Reproducing a Controversy

Spirituality Column #45
September 18, 2007
Current! In Carmel (IN) Newspaper

Reproducing a Controversy
By Bob Walters

In a recent Sunday morning Bible study on Genesis 1 my friend Tom, a scientist, posed a great creation-vs.-evolution question:

How did sexual reproduction evolve?

That’s a real stumper. Cells (maybe God’s most underrated miracle) can divide to the satisfaction of an evolutionist who’d rather not accept the Creator God’s existence, but sex isn’t just a dividing; it’s a joining then a dividing. How could it evolve? No room there for evolutionary trial and error.
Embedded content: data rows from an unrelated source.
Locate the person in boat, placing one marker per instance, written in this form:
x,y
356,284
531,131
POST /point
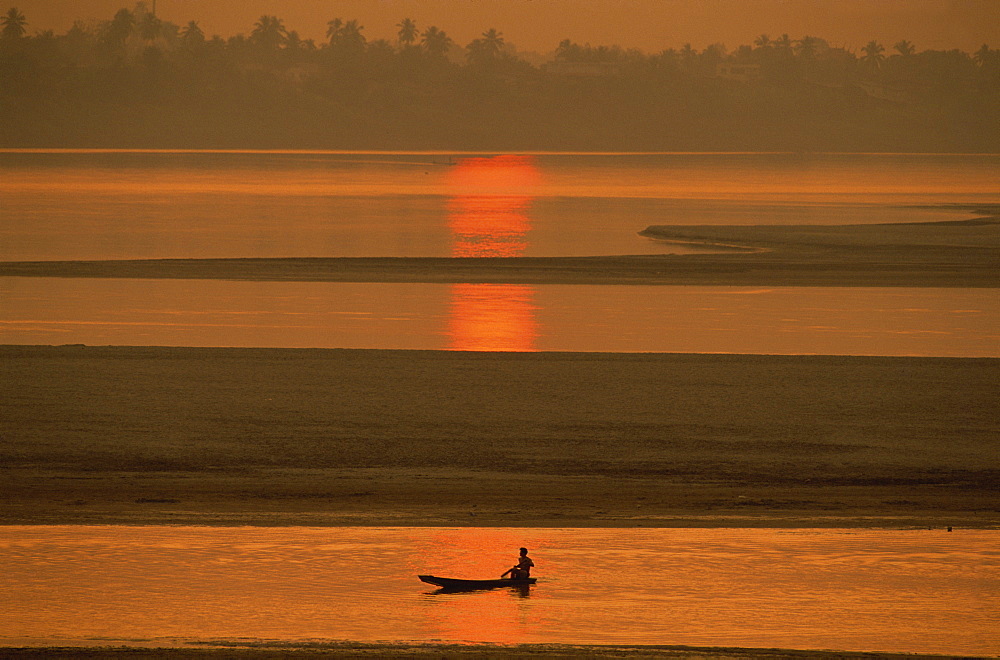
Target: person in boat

Either you reproduce on the first try or you don’t get another generation to, um, evolve.

Like they taught in journalism school, you can’t get a little bit pregnant.

The first chapter of Genesis of course is the story of how God in the beginning over six days created 1. the heavens, the earth and light, 2. land, 3. seeds and vegetation, 4. the stars, sun and moon, 5. birds and fish, and 6. animals and Man (male and female; created Man in His own image).

You have to read Genesis 2 to get details of Adam and Eve, which – I guess – is the detailed version of Day 6. A lot of people stop right there and start arguing about man versus woman or how all that could happen in one day or in one week.

They forget it’s about God, not about them.

I think it’s easier just to believe Genesis and move on to what the story says to us about God in this one life we live.

In the unfallen and perfect world of Genesis 1 and 2 (the “fall,” aka “sin,” happens in Genesis 3), morality wasn’t yet an issue. Since the “fall,” morality – knowing right from wrong – is mankind’s second biggest issue next to our salvation in Christ.

If God created it – sexual reproduction, that is – He must have thought it was pretty important. Maybe we should respect all that He has to say about it.